On 15. 7. 2026 12:06, Daniel Sahlberg wrote:
Den tis 14 juli 2026 kl 17:40 skrev <[email protected]>:
Author: kotkov
Date: Tue Jul 14 15:40:10 2026
New Revision: 1936137
Log:
* branches/1.15.x/STATUS: Add separate sections for release
blocker candidates
and changes that cannot go to a later 1.15.x release (we used
this pattern
in 1.9.x/STATUS, should be useful here as well).
Put all current nominations into the "other" section.
Modified:
subversion/branches/1.15.x/STATUS
Modified: subversion/branches/1.15.x/STATUS
==============================================================================
--- subversion/branches/1.15.x/STATUS Tue Jul 14 15:38:15 2026
(r1936136)
+++ subversion/branches/1.15.x/STATUS Tue Jul 14 15:40:10 2026
(r1936137)
@@ -12,8 +12,14 @@ delay a release, etc.
Status of 1.15.0:
-Candidate changes:
-==================
+Release blockers for 1.15.0:
+============================
+
+Candidate changes that cannot go into a later 1.15.x:
+=====================================================
+
+Other candidate changes:
+========================
These headlines break the backport scripts (libraries
/tools/dist/backport/*.py and the associated scripts in /tools/dist/).
More specifically, /tools/dist/backport/status.py (the library
responsible for parsing STATUS) is looking for the headline "Candidate
changes:". Any unknown headlines are kept as-is, so at least it didn't
munch any existing nominations.
I tried this out in the recent 1936154-1936156. When the script added
the nomination, it looked for a "Candidate changes:" headline and when
one wasn't found, it added one last (see [1]).
I've updated the script in r1936159, changing it to first look for
Other candidate changes and, if that fails, look for Candidate changes
(adding the header if not found).

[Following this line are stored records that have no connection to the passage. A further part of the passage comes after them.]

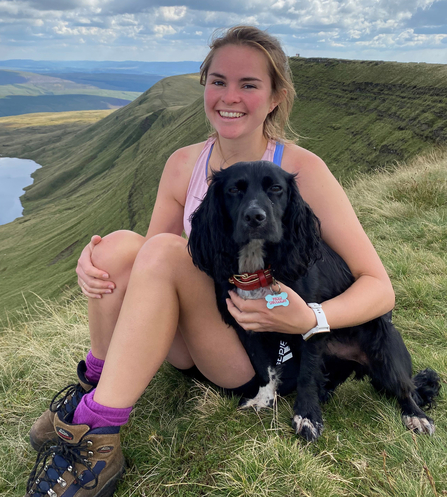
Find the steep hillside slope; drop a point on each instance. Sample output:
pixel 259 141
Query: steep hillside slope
pixel 358 116
pixel 363 115
pixel 99 179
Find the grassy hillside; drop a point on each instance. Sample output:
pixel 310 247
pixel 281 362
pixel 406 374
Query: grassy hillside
pixel 358 116
pixel 361 115
pixel 186 439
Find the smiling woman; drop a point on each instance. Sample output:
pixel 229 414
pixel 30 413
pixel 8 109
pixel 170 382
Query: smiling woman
pixel 15 174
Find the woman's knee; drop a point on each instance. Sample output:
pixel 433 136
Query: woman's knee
pixel 117 251
pixel 165 252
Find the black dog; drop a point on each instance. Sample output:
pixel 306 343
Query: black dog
pixel 254 218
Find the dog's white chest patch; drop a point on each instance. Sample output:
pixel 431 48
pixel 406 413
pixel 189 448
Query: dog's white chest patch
pixel 266 395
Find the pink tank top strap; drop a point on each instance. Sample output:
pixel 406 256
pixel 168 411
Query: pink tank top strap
pixel 198 185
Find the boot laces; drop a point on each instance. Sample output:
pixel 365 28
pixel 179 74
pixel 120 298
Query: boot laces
pixel 51 472
pixel 69 399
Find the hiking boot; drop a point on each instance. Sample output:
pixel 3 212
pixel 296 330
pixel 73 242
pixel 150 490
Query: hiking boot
pixel 42 430
pixel 83 463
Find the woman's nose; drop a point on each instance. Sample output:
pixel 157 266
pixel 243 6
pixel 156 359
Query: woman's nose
pixel 231 95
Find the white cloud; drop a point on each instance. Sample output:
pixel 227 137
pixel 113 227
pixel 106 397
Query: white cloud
pixel 172 13
pixel 149 28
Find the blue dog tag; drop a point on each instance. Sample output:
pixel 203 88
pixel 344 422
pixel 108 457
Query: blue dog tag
pixel 276 300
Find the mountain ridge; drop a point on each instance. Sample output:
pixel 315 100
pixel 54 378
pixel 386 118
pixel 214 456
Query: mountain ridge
pixel 105 176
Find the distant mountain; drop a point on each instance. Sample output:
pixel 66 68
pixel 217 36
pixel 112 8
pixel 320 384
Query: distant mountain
pixel 26 93
pixel 358 116
pixel 112 81
pixel 162 69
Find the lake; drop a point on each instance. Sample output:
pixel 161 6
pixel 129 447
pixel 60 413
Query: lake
pixel 15 174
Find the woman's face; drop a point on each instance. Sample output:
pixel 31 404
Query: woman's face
pixel 238 91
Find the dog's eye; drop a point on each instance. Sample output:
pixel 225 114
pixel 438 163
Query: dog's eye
pixel 276 189
pixel 233 190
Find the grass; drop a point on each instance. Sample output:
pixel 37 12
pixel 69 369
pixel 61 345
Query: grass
pixel 186 439
pixel 103 176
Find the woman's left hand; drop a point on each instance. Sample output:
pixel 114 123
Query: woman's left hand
pixel 253 315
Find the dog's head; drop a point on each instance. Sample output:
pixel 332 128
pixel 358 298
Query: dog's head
pixel 247 201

I think that should work well
enough, we can support either the "x.y.0 format" (as it is currently)
or "z.y.z with z>0". The script doesn't support adding a nomination as
a release blocker or as a "cannot go into a later.." but I think it
isn't very high priority.
merge-approved-backports.py seems to work fine, it only looks for
"Approved changes" and keep the remaining headers. It doesn't care
about the order of the headers. r1936156 was done by
running merge-approved-backports.py.
Does this change look ok?
It fails the rule that parsing should be immune to expected content
changes. The "Approved changes" heading should always be there, STATUS
file is invalid if it's not; and traditionally we've always had it at
the end of the file.
Your change adapted to this single specific modification of the section
headers. The next, slightly different modification will break the script
again. I really think the safest way is to always insert nominations
before "Approved changes" and to fail if that heading isn't there. If
the headings in the file make that insertion dubious, then the heading
order should be fixed anyway. In the meantime, review of the diff before
commit is kind of expected.
Yes, I've looked at the script and I'm aware that the parsing code is
opaque and complex. I didn't say my proposal leads to a simple change.
But it does make the script more future proof.